Libya’s Oil Ministry has rejected the huge $8-billion deal that the Italian energy giant signed with the Libyan National Oil Corporation (NOC) this weekend, saying that the agreement violated legislation and was not approved by the ministry prior to the signing.
Eni’s chief executive Claudio Descalzi and the CEO of the National Oil Corporation of Libya, Farhat Bengdara, agreed on Saturday on the development of “Structures A&E”, a strategic project aimed at increasing gas production to supply the Libyan domestic market as well as to ensure export to Europe.
The agreement was signed in the presence of the Prime Minister of Italy, Giorgia Meloni, and the Prime Minister of the Libyan Government of National Unity, Abdul Hamid Al-Dbeibah.
Under the deal, the combined gas production from the two structures will start in 2026 and reach a plateau of 750 million standard cubic feet of gas per day, Eni said in a statement.
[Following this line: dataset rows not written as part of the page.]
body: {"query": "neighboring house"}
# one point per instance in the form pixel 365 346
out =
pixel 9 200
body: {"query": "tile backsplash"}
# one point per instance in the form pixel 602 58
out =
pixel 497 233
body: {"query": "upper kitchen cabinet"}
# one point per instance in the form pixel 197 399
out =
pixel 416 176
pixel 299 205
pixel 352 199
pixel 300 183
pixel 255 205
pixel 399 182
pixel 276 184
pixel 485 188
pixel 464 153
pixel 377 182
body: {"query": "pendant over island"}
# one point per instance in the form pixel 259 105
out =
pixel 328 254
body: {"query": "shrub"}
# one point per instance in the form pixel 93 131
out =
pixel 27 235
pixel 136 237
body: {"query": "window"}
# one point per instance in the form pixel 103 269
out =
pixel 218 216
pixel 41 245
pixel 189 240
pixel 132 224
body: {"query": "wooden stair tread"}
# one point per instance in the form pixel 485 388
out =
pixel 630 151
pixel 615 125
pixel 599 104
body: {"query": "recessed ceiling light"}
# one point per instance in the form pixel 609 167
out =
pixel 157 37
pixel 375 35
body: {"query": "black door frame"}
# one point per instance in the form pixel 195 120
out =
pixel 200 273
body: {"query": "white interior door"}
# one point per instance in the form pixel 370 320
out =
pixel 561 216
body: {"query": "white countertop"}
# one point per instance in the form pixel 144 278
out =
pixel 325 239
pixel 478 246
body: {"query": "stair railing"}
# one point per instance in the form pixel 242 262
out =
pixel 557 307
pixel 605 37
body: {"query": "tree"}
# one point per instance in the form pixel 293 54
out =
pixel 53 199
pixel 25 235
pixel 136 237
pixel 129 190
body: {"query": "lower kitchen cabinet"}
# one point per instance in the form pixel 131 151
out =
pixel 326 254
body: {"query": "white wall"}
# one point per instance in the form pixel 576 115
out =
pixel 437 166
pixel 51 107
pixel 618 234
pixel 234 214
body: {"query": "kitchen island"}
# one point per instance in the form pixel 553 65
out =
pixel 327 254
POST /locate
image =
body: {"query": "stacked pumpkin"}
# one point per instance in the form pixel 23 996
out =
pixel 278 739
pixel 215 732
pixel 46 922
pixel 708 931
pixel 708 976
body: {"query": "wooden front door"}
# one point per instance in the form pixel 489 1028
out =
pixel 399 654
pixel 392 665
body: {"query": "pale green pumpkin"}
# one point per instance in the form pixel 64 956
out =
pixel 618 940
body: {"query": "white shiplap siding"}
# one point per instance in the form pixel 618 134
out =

The overall investment is estimated at $8 billion, with a significant impact on the industry and the associated supply chain, allowing a significant contribution to the Libyan economy, the Italian group said.
However, Mohamed Aoun, Libya’s Oil and Gas Minister in the Tripoli-based government led by Al-Dbeibah, rejected the deal because, he says, it bypassed his oil ministry and cabinet approval and changed a previous deal signed in 2008.
Aoun and his supporter Fathi Bashagha, the rival eastern-based prime minister appointed by Libya’s Parliament, have now rejected the deal.
According to Aoun, the agreement is illegal and lacks equality between Libya and Italy, the oil minister said in a video recording seen by Libya Herald.
Libya’s inner political struggle could delay the start of gas flows from the project from Libya to Europe, which has pinned its hopes—especially through Italy—on increased gas supply from North Africa and the Eastern Mediterranean.